Beyond a reasonable doubt is a cornerstone of our judicial system -- and it places a hell of a burden on the jurors to uphold that standard. Yes, there are times when that standard is ignored or when juror prejudices supersede that directive. But just because occasionally the jurors muck it up, doesn't mean that the standard of proof is wrong. Yes, the prosecution has a very high bar to hit, and quite frankly I have no idea why they choose to charge Zimmerman with Second Degree Murder (requiring proof beyond a reasonable doubt of acting with a "depraved mind") rather than Manslaughter (requiring proof beyond a reasonable doubt of acting with "culpable negligence" and "without lawful justification.")

With the Stand-your-ground law, I think that Manslaughter would have been a hard enough case to prove beyond a reasonable doubt. Second degree murder? That is a very tough thing to prove. But that has nothing to do with the standard of proof and everything to do with the charge the prosecution choose.

Also Re: the George Zimmerman Trial -- "Now the defense has to prove self-defense."

Ah, no. Let me say that again: No. This is a criminal trial. The defense has to prove nothing. Once again -- in a criminal trial it is all on the prosecution to prove beyond a reasonable doubt that the defendant is guilty. All the defense has to do it provide enough doubt to negate the prosecutions assertion that Zimmerman is guilty of Second Degree Murder. That's it. The trial isn't to determine if Zimmerman killed Martin. He did. The trial being held to determine if he did so with a "depraved mind" and it's entirely up to the prosecution to prove that beyond a reasonable doubt. All the defense has to do is introduce that reasonable doubt.

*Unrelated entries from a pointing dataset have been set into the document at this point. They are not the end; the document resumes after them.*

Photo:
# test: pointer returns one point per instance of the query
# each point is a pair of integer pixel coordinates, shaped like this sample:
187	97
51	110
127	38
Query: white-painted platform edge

Re: Egypt -- "It's hard to believe that this happened so soon after the promise of the Arab Spring last year."

No, it's not. A year ago in a fit of individual power the populace of Egypt rose up and deposed a leader who had ignored their voices, implemented unfair and unwanted laws and helped trashed their economy. They voted in someone who promised that he would fix everything and make Egypt a prosperous country once again.

Only, he didn't. He ignored their voices, implemented unfair and unwanted laws and continued policies that kept their economy down. So they did the same thing they did a year ago.

Why is this a surprise? The problem Morsi had is that he didn't have the military on his side. See, most governments that are created by revolution and rebellion end up with the support of the military. That way, if those pesky citizens are unhappy with the progress, you can just assert military power and insist that it will all be better, eventually. And, with the military on the side of the government, the citizens would have to choose to wait or die. Or both.

Now, I'm thinking that Egypt's military is on it's own side, which happens to match the citizen's at this time. It's a kind of an "enemy of my enemy" situation. Which is better? I have no idea. As a woman I'm never in favor of Sharia Law - or any religious based-law that is set and administrated by men, for that matter. But, hey, Egyptian military has proven in the past to be randomly violent and nasty, too. So I have no real basis to say which is better.

I do, however, have enough knowledge of the situation to know what's happening really isn't that surprising.